The most popular videos do not generally offer
information about the book’s author, the writing or even the plot, the way a
traditional review does. Instead, readers speak plainly about the emotional
journey a book will offer.
And that, it turns out, is just what many people are
looking for, said Milena Brown, marketing director at Doubleday.
I think one person can put it on the radar, but it takes the rest of BookTok chiming in and going big with it to really make a book succeed.
“This is how it makes me feel, and this is how it is
going to make you feel,” Brown said, describing the content of many of the
videos.
“And people are like, ‘I want to feel that. Give it
to me!’”
In essence, BookTok supercharges something that has
always been essential to selling a book: word-of-mouth.
“I think one person can put it on the radar, but it
takes the rest of BookTok chiming in and going big with it to really make a
book succeed,” said Laynie Rose Rizer, assistant store manager at East City
Bookshop in Washington, who has 70,000 followers on the platform. “Once the
word starts spreading, that is how a book becomes big.”
Books that take off there are mainly fiction, and
are generally a few years old. This is unusual in publishing, where most
titles, if they have a burst of sales at all, see it right out of the gate.
Sales were initially concentrated among young adult
titles, but BookTok is now even more powerful in adult fiction, according to
BookScan. Romance is another major category, followed closely by science
fiction and fantasy. But even classics like “Wuthering Heights” and “The Great
Gatsby” get some TikTok love.
Some of TikTok’s success in selling books can be
traced to bookstores, which started paying attention to which books were
gaining traction on the platform, McLean said. Barnes & Noble in particular
caught on early; many of its stores put out tables with a selection of trending
titles. Those displays spread the word about BookTok to new readers, and the
cycle continued.
This week, TikTok and Barnes & Noble announced
an official partnership — a summer reading challenge designed to encourage
people to post about books they’re reading and to cross-pollinate readers. A
BookTok landing page shows users some curated videos, including a selection
called “get to know your local B & N booksellers,” and a list of suggested
titles, which links to the Barnes & Noble website. Barnes & Noble will
have QR codes in its stores that send customers to the BookTok landing page.

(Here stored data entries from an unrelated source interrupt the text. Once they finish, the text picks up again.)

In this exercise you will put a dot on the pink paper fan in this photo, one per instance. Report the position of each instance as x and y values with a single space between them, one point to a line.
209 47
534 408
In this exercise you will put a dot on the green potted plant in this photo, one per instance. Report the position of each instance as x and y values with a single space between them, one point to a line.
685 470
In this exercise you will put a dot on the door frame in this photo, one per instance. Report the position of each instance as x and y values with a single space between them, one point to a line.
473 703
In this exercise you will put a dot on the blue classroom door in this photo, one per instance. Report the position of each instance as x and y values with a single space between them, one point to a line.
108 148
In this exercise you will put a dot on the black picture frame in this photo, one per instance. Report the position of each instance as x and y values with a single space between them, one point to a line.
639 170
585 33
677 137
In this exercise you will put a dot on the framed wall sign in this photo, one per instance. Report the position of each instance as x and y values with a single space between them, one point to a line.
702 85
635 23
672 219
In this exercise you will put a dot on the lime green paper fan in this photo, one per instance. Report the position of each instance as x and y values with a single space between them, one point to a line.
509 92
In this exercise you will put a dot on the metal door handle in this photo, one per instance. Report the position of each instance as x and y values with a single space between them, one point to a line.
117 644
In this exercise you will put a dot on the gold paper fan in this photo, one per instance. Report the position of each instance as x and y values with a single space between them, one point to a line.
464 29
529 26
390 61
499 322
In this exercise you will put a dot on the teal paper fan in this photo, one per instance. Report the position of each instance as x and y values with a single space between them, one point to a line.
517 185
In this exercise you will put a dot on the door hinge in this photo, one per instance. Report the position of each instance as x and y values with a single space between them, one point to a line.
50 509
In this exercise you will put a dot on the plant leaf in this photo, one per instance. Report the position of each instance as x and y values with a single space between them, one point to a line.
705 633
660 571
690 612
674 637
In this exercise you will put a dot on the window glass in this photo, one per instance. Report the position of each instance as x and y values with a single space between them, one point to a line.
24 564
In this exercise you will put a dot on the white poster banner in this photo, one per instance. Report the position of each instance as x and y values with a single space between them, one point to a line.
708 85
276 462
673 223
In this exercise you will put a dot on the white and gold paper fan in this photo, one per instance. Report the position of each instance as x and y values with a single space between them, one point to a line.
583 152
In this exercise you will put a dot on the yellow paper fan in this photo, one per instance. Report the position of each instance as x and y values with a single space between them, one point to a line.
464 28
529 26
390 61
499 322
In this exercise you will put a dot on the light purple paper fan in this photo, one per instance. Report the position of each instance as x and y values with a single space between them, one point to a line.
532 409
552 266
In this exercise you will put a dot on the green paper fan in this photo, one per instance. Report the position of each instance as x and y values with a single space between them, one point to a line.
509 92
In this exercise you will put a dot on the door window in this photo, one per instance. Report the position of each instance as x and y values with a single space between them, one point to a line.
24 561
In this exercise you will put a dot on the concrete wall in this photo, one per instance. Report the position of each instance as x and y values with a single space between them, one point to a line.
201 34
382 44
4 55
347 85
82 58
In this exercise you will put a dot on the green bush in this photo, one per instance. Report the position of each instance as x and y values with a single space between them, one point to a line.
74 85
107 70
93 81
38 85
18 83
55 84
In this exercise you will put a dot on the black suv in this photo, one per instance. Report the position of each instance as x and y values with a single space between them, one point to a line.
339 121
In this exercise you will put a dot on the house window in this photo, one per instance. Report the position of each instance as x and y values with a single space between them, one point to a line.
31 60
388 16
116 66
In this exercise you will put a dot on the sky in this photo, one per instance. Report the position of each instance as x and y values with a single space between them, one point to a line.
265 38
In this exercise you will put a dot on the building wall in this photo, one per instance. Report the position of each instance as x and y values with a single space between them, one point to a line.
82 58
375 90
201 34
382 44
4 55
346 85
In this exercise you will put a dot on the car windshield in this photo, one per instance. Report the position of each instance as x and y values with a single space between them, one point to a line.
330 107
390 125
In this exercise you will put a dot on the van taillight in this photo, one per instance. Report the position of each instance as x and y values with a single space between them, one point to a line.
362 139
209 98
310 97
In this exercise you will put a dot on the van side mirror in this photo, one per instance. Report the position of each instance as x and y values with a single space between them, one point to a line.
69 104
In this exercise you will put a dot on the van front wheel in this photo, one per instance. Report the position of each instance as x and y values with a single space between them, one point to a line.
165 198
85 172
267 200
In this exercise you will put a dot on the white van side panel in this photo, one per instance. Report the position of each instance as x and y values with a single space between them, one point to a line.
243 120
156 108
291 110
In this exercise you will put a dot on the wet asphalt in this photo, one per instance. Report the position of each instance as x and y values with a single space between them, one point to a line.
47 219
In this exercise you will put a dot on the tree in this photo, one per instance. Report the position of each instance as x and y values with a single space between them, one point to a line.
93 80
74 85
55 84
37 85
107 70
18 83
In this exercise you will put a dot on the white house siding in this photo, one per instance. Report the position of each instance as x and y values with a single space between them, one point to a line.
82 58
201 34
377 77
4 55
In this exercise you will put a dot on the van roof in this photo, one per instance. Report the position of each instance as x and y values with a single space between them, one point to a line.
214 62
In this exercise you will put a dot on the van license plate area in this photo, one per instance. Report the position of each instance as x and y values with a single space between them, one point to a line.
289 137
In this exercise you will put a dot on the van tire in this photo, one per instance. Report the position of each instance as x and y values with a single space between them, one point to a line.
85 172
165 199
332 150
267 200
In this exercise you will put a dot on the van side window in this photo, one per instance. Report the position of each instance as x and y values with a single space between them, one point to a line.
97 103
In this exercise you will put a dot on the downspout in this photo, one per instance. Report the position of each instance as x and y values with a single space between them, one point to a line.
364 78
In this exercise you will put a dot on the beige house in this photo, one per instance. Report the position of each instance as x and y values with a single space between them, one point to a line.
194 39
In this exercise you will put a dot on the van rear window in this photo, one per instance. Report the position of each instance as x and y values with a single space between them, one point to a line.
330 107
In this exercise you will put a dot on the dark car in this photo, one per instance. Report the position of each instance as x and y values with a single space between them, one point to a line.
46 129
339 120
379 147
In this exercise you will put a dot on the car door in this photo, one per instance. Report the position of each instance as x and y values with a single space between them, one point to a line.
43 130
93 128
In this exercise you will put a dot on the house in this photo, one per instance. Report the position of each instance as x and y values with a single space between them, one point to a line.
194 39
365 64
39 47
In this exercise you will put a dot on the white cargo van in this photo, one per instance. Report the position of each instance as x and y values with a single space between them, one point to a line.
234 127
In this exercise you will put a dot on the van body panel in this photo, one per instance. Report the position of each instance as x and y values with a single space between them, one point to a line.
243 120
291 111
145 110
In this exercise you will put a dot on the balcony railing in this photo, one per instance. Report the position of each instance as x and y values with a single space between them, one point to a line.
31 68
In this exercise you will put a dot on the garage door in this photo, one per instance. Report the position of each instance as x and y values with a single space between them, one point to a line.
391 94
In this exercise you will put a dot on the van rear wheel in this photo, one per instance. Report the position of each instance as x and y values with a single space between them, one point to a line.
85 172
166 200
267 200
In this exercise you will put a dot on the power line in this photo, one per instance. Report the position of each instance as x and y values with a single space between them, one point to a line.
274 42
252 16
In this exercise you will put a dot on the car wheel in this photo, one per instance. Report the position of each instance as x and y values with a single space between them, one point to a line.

Barnes & Noble stores have their own TikTok
channels, as do many publishers. Publishers also send TikTok creators free
books or pay them to make videos about certain titles. But as powerful as
BookTok has become, it is difficult for publishers to harness it as a sales
tool.
“It is not one video that makes a book explode in sales,”
said Brown from Doubleday. “It is this grassroots explosion of people creating
the videos and then organically, by word-of-mouth, it grows from there.”